Tuesday, 11 November 2014

The Arsenal Pt 1 - Mick

I own a lot of gear. Now, before any smartass decides to track me down and rob me blind, yu gotta understand one thing: I'n not a collector, I'm a shit hoarder. I've never believed that big buck gear made sense: most of my influences played what they could afford, or what they could scrape up. I recorded an entire project using guitars that ran me from $50-$130. That's my bag - I collect the unwanted stuff, sort of like a crazy guy with a house full of stray cats...

This all really started a couple of years back. I spent a large swath of my 20s and 30s doing fix & flips, often just to cover rent or groceries. I've worked on a boatload of axes. And I miss a lot of them. Now that I'm in a (very slightly) more comfortable position, I can actually keep this stuff around, instead of sending it off to be neglected by yet another player.

Plus, like any guy, I like showing off my toys.

So let's start with the obvious, the guitar I use for most of my YouTube videos:

This is Mick. He's a Dillion '59 LP Jr. copy in TV yellow. I got this about 6 years back from an on-line Canadian concern (sadly out of business) for about $350. Mahogany, set neck, great build and finish.

The first Special I ever tried was an Ibanez that my friend Eject had. I was 19, mid-80s, and it was the first recognizable "lawsuit" guitar that I played. I mean, I started on a Raven Les Paul copy, you'd see strat copies and such, but never the more obscure stuff. And the body shape stuck with me, a slab that didn't feel like you were playing a cutting board (like a tele). It felt great. Never saw another Ibanez one: I guess they were scarce. In this neck of the woods, you'd occasionally run across Univox DC copies (Chris from Euthanasia played one for a while) and very *very* rarely original 50s ones (which were always massacred with horrid shred metal humbuckers). So I figured I'd spring for this when it came on the market, like 2 decades later.

Problem was, when it arrived, the manufacturer had opted for a modern style Badass bridge. Now I've been on record before about how much I hate that bridge design. And Mick suffered from it horribly: banjo sustain, ghost notes, chords that would choke out instead of decaying. You couldn't set the string height right because the bridge was too fucking tall! I actually almost got rid of him, but in the end I grabbed a $12 Ebay wraparound bridge in a desperate attempt to get him playing correctly. 

It worked like a charm. I've slowly been bringing the string gauge up on Mick, from the 8s on the original bridge to my preferred 9-46 (although next change I'm dropping back to 9-42s). Slinky action, killer neck, just damn fun to play. And yes, it's a Special: the neck is a whammy bar (you lean into it and it goes out of tune),: it neck dives like an SG; I bang my hand into the cutaways constantly.  In other words, it's a real guitar, with limitations that make you concentrate on what it's capable of. Which is a lot.

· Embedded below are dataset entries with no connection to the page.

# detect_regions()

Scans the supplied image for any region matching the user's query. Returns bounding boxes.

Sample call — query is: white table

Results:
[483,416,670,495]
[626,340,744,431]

If you've never played a Jr. style before, it can be a shock how many different sounds you can get out of such a simple set up. I find P-90s to respond to subtle changes in the controls much better than any other design out there: you can hear a difference between 8 and 7 on the volume. (Try that on a strat) The pick-up's a little bright, and a little too hot, which the controls really help with. And they work really well: so much for "cheap Chinese pots"!

Outside of the bridge, it's mainly stock. It took a tumble while I was recording this summer: no damage, but the D tuner started acting up (it took the full brunt of the blow), so I just slapped on some fresh tuners a few weeks back. I'm trying out some tele knobs on it, to make knob twiddling a little faster. *Very* smooth acting truss rod on him: set-ups and tweaks can be finessed like on a much more expensive instrument.

So why do I tend to use Mick for my pedal demos? Because he's got a P-90. And nobody uses P-90s for effect demos. I actually prefer humbuckers for most gain situations, but I'm sure I get 10% more hits because of him :)

And yes, I do name all of my guitars. Some are obvious, and some are obscure. Mick seemed obvious.